|
A no-holds-barred comedy about the eternal battle of the sexes (both inter- and intragender) and starring Joan Crawford and Norma Shearer, THE WOMEN is based on the play by Clare Boothe Luce and is set in high-society 1930s New York. Although no men appear in the film, they are its primary subject matter--cheating men, in particular--and hell hath no fury like a group of women scorned....! |
There's a name for you ladies, but it's not used in high society outside of kennels.
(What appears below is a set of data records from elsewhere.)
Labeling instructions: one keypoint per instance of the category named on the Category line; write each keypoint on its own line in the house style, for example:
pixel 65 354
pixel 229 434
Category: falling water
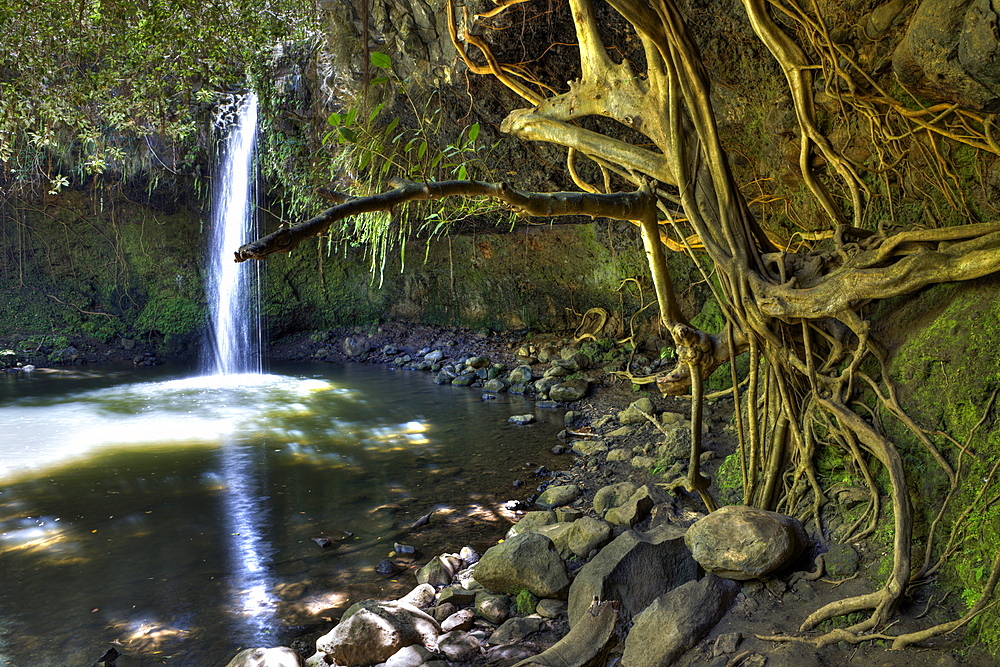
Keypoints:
pixel 233 296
This is just a taste of the marvellous dialogue in this enjoyable and witty MGM comedy, immaculately cast without any men — even down to the sex of the featured animals. Adapted from Clare Booth Luce's Broadway hit, the complicated plot centres around divorce and infidelity, with star Norma Shearer upstaged by the magnificent Joan Crawford — playing queen bitch Crystal Allen to whom Shearer loses her never-seen hubby — and the utterly superb Rosalind Russell (as a particularly venal gossip). Woman's director George Cukor was in his element with this cast and such strong source material, and this particular print keeps intact the famous fashion sequence in Technicolor. The 1956 musical remake entitled The Opposite Sex introduced men and was markedly inferior.
![]()
Halliwell's Film Guide
Bitchy comedy drama distinguished by an all-girl cast ('135 women with men on their minds'). An over-generous slice of real theatre, skilfully adapted, with rich sets, plenty of laughs, and some memorable scenes between the fighting ladies.